このような構成で、歌の意義や多様性、そしてアートとしての価値が浮き彫りにされている。
ボーカル/ファンク・セッションの定番曲。「American」でも「Jesus Children」でもない我々にはちょっと歌いにくい曲ではありますが・・・
(歌詞は最下段に掲載)
和訳したものはあちこちのWebサイトに掲載されているので、ここではポイントだけ説明します。
ポイント1:Stevie Wonder
1973年録音、Stevie Wonder絶頂期の作品です。まだ23歳でしたが、既に16枚目のアルバム(少年時代を含む)。その大半はレベール(モータウン)側から指示されたポップな曲を集めたもので、その中でも天才性は見せていましたが当人はもっと自由に先進的な音楽をやりたいと、ストレスを溜めていたようです。1970年代に入ってからはMarvin Gayeなどとも呼応しながら、ちゃんとメッセージ性のある歌詞、ファンク志向、最新楽器を使用した録音に突き進みます。ギターに対抗出来るクラビネット、ベースを代替出来るシンセサイザー、音を重ねて録音出来る電子ピアノ、など。Stevie Wonderはドラムも叩けるのでデモ録音〜本番録音も可能で、自分の頭の中にある音楽をイメージ通りにカタチにすることが出来ました。
争い事の嫌いな彼なりのメッセージをこめたメロウファンク曲で、歌も工夫してそれまでになかったような節回しで歌っています。コーラスが入る後半部からはゴスペルを感じさせるアレンジ。低音部をちゃんと歌えるかがポイント。
ポイント2:Robert Glasper Experiment, Lalah Hathaway
2013年録音。ループ的なアレンジの音の渦の中で Lalah Hathawayが歌っています。2010年代のニューヨークJazzシーンをリードしたRobert Glasperの魅力満載の一曲。21世紀に入ってからは声高なメッセージが届きにくくなっていることもあって、リスナーの耳に穏やかに囁くようにして、歌にこめられたメッセージを届けるような手法が増えました。歌に続いてポエトリーリーディングが加えられています。
ポイント3:BeBe Winans
2019年ライブ録音。ゴスペルベースのR&Bグループ「Winans」の一員である彼は見かけからしてプリーチャーの雰囲気があって、分厚いコーラスにのってトランス状態で熱唱すると、まるでゴスペル教会内のミサのようです。
ポイント4:歌詞のポイント
Hello Jesus, Jesus children
Jesus loves you, Jesus children
Hello children Jesus loves you of America
Are you hearing, What He’s saying?
Are you feeling, What you’re praying?
Are you hearing, praying, feeling
What you say inside?
You’d better tell, Your story fast
And if you lie, It will come to pass
Stevie Wonderはキリスト教徒ですが、「キリスト教」に固執している訳ではなく、もっと普遍的な「神の存在とその意志」を信じている印象です。もともとキリスト教自体は内部の「異端者」や「神の存在を認めていない文化」に対しては厳しいですが、異教徒を完全否定している訳ではなく、共存・棲み分けを模索してきた歴史もあります。

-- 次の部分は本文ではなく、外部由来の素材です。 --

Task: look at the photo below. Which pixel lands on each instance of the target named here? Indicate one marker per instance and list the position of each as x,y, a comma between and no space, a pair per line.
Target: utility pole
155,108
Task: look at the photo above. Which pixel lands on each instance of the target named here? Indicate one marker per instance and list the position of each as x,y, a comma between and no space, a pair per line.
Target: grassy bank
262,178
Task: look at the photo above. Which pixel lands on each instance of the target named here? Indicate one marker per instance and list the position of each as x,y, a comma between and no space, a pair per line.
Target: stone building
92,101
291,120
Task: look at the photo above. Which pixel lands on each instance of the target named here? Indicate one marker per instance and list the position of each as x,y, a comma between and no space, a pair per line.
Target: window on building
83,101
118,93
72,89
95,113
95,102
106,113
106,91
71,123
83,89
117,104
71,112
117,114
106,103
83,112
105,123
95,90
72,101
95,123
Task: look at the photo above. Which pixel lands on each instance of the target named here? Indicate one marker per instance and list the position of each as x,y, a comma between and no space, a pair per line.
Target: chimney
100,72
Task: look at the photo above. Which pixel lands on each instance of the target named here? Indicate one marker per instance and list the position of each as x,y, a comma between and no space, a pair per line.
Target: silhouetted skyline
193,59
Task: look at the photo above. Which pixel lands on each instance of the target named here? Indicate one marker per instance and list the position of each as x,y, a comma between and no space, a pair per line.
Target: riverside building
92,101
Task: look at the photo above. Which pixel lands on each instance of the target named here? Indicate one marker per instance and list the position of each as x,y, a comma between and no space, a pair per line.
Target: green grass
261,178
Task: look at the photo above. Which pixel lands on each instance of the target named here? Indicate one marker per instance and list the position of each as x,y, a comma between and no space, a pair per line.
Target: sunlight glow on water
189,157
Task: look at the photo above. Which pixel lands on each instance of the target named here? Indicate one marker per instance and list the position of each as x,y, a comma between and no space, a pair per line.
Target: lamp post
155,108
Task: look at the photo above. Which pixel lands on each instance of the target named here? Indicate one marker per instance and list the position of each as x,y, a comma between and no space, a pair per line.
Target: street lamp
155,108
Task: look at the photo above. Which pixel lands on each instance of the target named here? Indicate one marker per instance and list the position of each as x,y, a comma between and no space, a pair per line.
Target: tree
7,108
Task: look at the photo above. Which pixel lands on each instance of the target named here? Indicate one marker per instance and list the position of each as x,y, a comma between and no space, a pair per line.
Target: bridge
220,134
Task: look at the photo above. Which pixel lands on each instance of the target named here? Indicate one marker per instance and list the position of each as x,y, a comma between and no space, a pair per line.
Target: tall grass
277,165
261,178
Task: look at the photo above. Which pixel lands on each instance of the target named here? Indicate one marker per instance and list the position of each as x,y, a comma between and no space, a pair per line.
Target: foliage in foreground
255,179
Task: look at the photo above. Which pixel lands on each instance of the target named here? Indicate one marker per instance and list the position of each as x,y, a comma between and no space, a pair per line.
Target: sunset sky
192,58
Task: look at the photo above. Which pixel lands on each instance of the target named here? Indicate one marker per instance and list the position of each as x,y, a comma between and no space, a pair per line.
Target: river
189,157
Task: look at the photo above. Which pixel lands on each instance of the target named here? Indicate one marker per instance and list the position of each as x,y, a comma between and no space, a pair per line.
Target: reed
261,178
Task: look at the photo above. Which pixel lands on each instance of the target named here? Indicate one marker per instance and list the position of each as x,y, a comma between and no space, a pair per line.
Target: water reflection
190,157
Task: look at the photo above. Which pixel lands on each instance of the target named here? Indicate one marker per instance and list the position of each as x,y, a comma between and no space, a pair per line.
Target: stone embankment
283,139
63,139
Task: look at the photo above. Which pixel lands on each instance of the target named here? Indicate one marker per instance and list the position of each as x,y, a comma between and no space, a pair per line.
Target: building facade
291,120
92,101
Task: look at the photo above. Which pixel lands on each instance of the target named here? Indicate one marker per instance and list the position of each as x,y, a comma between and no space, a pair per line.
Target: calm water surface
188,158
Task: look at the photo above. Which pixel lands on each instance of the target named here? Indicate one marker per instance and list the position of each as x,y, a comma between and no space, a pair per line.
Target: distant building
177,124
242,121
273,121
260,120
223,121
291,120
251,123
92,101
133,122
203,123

ここでは「Jesus(救世主)」と「その子供達」に対して呼びかけています。
彼の言葉に耳を傾けよう、自分の気持ちを伝えよう、と。
なんで殊更に「America」なのか疑問はありますけど。
Tell me holy, Holy roller
Are you standing, Like a soldier ?
Are you standing for everything you talk about ?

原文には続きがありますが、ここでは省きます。